NVDIMM_FAMILY_HYPERV doesn't use ND_CMD_SMART to get the health info.
Instead, it uses ND_CMD_CALL, so the checking here can't apply,and it
doesn't support threshold alarms -- actually it only supports one event:
ND_EVENT_HEALTH_STATE.
See
http://www.uefi.org/RFIC_LIST ("Virtual NVDIMM 0x1901").
Let's skip the unnecessary checking for NVDIMM_FAMILY_HYPERV, and make
sure we only monitor the "dimm-health-state" event and ignore the others.
With the patch, when an error happens, we log it with such a message:
{"timestamp":"1550547497.431731497","pid":1571,"event":
{"dimm-health-state":true},"dimm":{"dev":"nmem1",
"id":"04d5-01-1701-01000000","handle":1,"phys_id":0,
"health":{"health_state":"fatal","shutdown_count":8}}}
Here the meaningful info is:
"health":{"health_state":"fatal","shutdown_count":8}
Signed-off-by: Dexuan Cui <decui(a)microsoft.com>
---
ndctl/monitor.c | 42 +++++++++++++++++++++++++++++++++++-------
1 file changed, 35 insertions(+), 7 deletions(-)

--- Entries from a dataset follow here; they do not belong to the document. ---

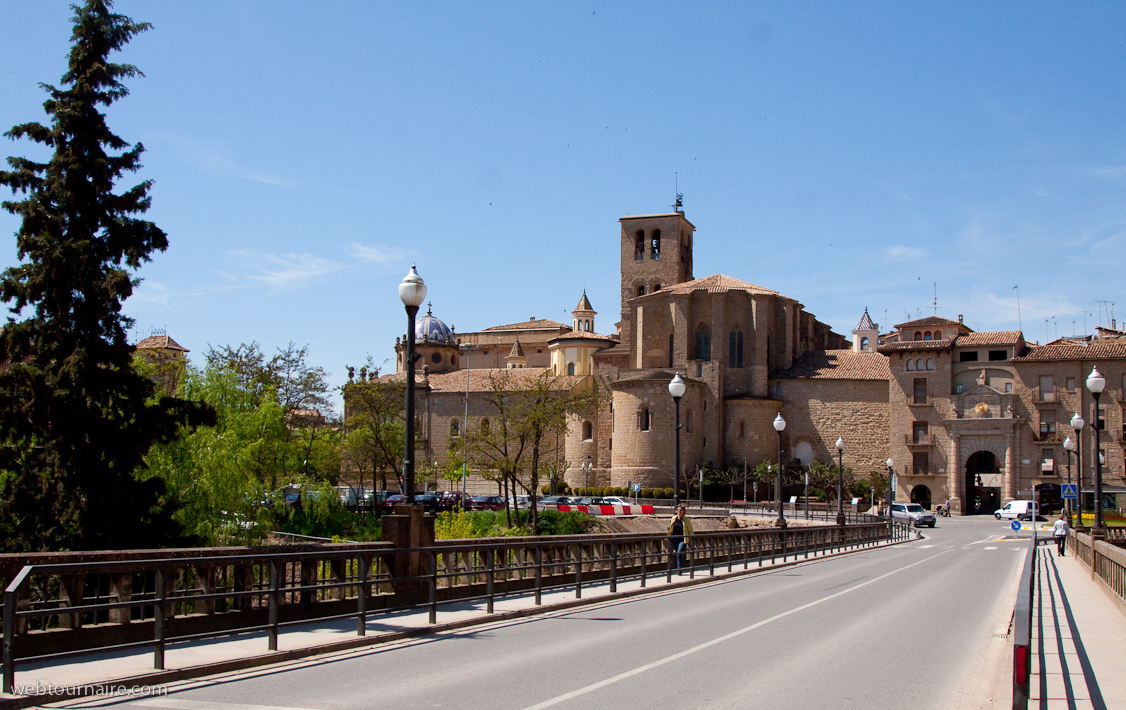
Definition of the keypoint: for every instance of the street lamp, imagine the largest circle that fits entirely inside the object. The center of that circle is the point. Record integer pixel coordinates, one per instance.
(1069, 446)
(840, 481)
(891, 488)
(1096, 383)
(677, 389)
(779, 424)
(1078, 423)
(412, 293)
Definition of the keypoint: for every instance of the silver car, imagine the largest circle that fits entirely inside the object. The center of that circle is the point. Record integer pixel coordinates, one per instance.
(913, 513)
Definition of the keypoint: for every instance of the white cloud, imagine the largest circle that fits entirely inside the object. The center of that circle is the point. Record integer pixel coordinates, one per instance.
(286, 271)
(904, 253)
(377, 253)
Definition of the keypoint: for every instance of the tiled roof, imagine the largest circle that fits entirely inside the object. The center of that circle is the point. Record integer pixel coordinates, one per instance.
(528, 325)
(583, 335)
(482, 380)
(930, 321)
(161, 341)
(717, 284)
(989, 338)
(902, 345)
(1093, 351)
(583, 303)
(840, 365)
(865, 323)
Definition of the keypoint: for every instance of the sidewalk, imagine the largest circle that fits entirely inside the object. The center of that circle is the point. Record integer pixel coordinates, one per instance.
(1078, 639)
(196, 658)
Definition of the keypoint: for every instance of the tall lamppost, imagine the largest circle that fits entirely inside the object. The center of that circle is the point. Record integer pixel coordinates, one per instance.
(1069, 446)
(1096, 383)
(779, 424)
(840, 481)
(891, 488)
(412, 293)
(677, 389)
(1078, 423)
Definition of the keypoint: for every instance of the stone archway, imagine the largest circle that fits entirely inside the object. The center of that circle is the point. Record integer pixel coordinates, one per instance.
(983, 484)
(921, 495)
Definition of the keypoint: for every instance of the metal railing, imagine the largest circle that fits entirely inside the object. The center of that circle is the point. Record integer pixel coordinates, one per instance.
(56, 611)
(1106, 560)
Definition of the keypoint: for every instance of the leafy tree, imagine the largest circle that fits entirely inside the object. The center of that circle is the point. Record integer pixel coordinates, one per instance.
(76, 418)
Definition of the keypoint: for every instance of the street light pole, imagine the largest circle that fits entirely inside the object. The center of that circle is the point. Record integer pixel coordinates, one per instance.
(891, 488)
(840, 481)
(1078, 423)
(677, 389)
(779, 425)
(412, 293)
(1069, 446)
(1096, 383)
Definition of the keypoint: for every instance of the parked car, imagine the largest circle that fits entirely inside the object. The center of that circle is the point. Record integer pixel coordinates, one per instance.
(913, 513)
(486, 503)
(389, 503)
(452, 500)
(552, 501)
(1020, 510)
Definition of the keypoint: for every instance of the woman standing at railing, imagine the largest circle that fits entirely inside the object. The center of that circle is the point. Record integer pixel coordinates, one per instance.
(680, 529)
(1060, 532)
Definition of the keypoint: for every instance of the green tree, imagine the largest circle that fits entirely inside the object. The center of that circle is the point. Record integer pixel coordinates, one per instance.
(76, 418)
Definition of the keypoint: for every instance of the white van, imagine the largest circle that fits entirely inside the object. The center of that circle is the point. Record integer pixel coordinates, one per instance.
(1019, 510)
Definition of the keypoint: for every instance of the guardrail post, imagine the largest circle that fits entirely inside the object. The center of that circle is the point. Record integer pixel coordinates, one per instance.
(434, 586)
(158, 620)
(539, 575)
(273, 603)
(577, 551)
(363, 571)
(614, 567)
(490, 577)
(10, 600)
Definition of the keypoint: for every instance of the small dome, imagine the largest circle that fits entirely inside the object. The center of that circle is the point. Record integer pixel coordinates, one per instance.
(429, 329)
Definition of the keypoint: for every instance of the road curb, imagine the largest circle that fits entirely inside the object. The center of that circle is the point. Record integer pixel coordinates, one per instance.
(106, 689)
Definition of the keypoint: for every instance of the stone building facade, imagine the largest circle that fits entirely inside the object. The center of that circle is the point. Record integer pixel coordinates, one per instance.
(973, 418)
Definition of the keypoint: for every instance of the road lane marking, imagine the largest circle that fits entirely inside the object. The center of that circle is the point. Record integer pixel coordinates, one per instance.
(705, 645)
(184, 703)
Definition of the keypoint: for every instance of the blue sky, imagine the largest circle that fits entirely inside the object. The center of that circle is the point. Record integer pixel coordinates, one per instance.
(849, 155)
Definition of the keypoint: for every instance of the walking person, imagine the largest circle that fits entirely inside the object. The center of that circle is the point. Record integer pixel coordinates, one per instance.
(1060, 532)
(680, 530)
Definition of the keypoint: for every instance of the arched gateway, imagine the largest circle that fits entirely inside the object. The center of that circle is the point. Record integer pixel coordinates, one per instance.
(983, 484)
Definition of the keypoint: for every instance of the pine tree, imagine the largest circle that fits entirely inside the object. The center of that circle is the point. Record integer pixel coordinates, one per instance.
(76, 419)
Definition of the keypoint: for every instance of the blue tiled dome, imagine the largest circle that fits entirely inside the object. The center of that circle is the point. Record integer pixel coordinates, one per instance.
(432, 330)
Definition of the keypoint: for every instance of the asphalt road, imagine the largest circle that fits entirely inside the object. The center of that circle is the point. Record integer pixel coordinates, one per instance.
(887, 628)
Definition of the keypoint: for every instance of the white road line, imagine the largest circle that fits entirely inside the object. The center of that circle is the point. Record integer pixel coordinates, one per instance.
(184, 703)
(727, 637)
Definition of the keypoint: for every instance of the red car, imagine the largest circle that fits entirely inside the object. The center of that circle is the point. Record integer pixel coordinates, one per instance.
(486, 503)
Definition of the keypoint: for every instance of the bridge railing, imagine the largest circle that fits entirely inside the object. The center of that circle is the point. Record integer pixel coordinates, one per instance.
(1106, 560)
(61, 610)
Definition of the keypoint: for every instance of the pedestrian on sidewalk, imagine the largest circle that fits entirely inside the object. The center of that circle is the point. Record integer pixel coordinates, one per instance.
(680, 530)
(1060, 532)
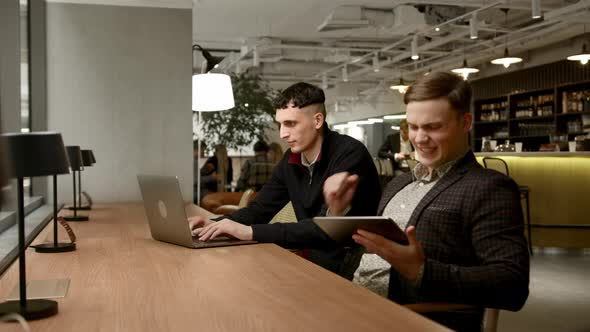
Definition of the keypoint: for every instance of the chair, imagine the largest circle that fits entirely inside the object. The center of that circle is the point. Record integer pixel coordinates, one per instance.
(500, 165)
(286, 215)
(259, 174)
(490, 318)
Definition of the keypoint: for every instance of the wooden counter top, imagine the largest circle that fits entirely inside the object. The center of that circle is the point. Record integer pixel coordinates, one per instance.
(123, 280)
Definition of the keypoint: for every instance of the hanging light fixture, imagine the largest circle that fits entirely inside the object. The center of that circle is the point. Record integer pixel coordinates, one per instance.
(506, 60)
(376, 63)
(582, 57)
(536, 9)
(414, 47)
(401, 86)
(473, 26)
(344, 74)
(465, 70)
(255, 57)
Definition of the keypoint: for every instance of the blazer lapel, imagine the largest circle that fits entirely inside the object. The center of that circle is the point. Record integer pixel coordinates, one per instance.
(454, 175)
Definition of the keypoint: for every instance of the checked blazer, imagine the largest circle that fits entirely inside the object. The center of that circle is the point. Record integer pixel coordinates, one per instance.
(470, 225)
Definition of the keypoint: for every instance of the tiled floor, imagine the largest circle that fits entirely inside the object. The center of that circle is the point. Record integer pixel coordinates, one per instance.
(559, 297)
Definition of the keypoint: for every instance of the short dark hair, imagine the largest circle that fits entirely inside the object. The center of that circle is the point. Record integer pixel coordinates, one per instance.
(260, 146)
(196, 145)
(301, 95)
(441, 85)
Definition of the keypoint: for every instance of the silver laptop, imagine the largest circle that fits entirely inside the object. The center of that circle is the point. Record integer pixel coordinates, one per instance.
(166, 215)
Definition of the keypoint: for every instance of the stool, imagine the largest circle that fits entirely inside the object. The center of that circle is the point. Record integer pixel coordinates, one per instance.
(502, 167)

diff --git a/ndctl/monitor.c b/ndctl/monitor.c
index 43b2abe..43beb06 100644
--- a/ndctl/monitor.c
+++ b/ndctl/monitor.c
@@ -265,31 +265,59 @@ static bool filter_region(struct ndctl_region *region,
return true;
}
-static void filter_dimm(struct ndctl_dimm *dimm, struct util_filter_ctx
*fctx)
+static bool ndctl_dimm_test_and_enable_notification(struct ndctl_dimm
*dimm)
{
- struct monitor_dimm *mdimm;
- struct monitor_filter_arg *mfa = fctx->monitor;
const char *name = ndctl_dimm_get_devname(dimm);
+ /*
+ * Hyper-V Virtual NVDIMM doesn't use ND_CMD_SMART to get the health
+ * info. Instead, it uses ND_CMD_CALL, so the checking here can't
+ * apply, and it doesn't support threshold alarms -- actually it only
+ * supports one event: ND_EVENT_HEALTH_STATE.
+ */
+ if (ndctl_dimm_get_cmd_family(dimm) == NVDIMM_FAMILY_HYPERV) {
+ if (monitor.event_flags != ND_EVENT_HEALTH_STATE) {
+ monitor.event_flags = ND_EVENT_HEALTH_STATE;
+
Hi Dexuan,
I think that "monitor" should be a "read-only" command and can't
force the users to change their options.
The monitor.event_flags will work for all NVDIMMs to be monitored.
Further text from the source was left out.